David Miliband is president and CEO of the International Rescue Committee. His organization helped resettle more than 900 refugees in Dallas last year. He told the audience that every 24 seconds, one more person becomes a refugee.
“The statistics are almost numbing,” he said. “Stalin said that one person death is a tragedy and a million people’s death is a statistic. The danger is that refugees go from being a tragedy to a statistic because of the numbers. We have to beware the dehumanization of this population.”
The conversation comes as President Trump’s revised travel ban is on hold. The ban would affect travel from six majority-Muslim countries. Dallas County Judge Clay Jenkins says there may be support for the ban in Texas, but he doesn’t think following popular opinion is always the right way to go when it comes to refugees.
“We’re talking about children who are six, maybe 10 years old who’ve been stuck in holding pattern refugee centers for two years before they get here,” Jenkins said. “When you see that, I don’t think you can look at polling or what the majority thinks because the first and foremost job for all of us is service and service to everybody.”
Refugee Services of Texas has helped settle more than 1,200 refugees across the state since September. The International Rescue Committee helped resettle more than 900 refugees in Dallas last year. Over 70 percent of these refugees, according to the IRC, are women and children coming to join family members who already live in the U.S.

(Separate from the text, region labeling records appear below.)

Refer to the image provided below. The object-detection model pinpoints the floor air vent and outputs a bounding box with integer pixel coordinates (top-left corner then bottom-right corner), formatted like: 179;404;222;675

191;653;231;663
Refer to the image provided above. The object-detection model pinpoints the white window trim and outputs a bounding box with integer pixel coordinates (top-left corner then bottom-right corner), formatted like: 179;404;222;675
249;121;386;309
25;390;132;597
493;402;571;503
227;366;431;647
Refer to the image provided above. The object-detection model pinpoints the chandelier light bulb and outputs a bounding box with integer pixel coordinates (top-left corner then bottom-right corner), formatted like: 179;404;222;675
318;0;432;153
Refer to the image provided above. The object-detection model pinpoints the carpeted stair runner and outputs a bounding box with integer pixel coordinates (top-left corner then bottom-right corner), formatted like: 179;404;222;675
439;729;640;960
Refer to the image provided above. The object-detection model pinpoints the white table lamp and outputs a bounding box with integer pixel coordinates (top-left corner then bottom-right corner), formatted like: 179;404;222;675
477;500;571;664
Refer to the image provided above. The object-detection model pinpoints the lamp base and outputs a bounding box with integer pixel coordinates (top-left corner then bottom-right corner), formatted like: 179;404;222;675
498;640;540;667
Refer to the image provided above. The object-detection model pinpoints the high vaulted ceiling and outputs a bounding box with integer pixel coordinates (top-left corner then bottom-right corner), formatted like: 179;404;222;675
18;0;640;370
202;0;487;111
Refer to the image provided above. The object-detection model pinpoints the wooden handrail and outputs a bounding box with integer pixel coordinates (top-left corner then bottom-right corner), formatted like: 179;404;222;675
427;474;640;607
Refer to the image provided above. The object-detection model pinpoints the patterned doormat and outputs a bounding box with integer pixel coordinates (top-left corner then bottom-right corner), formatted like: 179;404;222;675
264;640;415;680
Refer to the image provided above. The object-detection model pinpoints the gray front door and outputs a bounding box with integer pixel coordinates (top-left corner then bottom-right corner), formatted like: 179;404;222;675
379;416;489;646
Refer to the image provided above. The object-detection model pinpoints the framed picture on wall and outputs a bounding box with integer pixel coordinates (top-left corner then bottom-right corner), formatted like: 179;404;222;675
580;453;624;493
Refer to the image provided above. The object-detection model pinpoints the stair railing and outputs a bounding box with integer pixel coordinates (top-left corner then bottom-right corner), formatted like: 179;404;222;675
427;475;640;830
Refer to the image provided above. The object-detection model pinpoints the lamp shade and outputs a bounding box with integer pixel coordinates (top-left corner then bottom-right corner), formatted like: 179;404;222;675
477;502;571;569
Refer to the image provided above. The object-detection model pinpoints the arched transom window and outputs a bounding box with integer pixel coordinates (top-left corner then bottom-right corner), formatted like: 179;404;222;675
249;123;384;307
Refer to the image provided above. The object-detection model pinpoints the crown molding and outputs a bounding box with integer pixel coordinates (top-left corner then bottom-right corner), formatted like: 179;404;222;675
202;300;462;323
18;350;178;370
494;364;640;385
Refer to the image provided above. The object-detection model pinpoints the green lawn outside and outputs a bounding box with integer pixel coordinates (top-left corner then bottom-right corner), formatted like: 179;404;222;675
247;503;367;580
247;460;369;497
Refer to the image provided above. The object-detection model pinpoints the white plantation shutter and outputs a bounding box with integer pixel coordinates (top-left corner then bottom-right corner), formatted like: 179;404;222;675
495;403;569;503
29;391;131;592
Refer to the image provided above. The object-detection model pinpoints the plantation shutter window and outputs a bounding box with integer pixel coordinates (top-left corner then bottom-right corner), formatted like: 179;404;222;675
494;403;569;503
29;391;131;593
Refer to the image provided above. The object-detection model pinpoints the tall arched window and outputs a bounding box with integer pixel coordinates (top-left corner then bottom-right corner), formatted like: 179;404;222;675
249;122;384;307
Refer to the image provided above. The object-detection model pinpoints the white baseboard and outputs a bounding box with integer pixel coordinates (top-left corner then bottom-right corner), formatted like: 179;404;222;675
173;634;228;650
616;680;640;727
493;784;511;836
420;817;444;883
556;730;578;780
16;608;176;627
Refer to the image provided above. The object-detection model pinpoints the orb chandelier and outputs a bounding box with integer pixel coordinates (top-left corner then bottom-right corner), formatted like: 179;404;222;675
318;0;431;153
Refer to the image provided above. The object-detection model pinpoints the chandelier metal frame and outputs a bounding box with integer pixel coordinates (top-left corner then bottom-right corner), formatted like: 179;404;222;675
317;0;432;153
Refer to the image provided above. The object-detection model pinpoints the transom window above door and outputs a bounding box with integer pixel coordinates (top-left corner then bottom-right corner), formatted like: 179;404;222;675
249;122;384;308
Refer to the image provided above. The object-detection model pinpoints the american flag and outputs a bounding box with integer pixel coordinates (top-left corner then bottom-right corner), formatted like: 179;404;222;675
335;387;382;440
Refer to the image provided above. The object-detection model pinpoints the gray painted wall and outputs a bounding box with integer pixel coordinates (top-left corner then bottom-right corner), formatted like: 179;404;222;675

Since the U.S. refugee program was formalized in 1980, the IRC points out, there has never been a deadly terrorist act committed by a refugee.
Still, across the state, people have concerns about refugee resettlement.
“There’s a lot of fear about this issue,” said audience member Rick Chalk. During the question and answer portion of the presentation at SMU, Chalk went up to the microphone to share his experience as a resident of the small town of Groesbeck, an hour-and-a-half south of Dallas.
“I’m on board with [resettlement], but I have family and friends who have legitimate questions and I don’t know how to answer,” he said.
Miliband said answers to common questions about the vetting system can be found at rescue.org.
“It’s completely legitimate for people to ask questions,” Miliband said. “We want a good security vetting system.”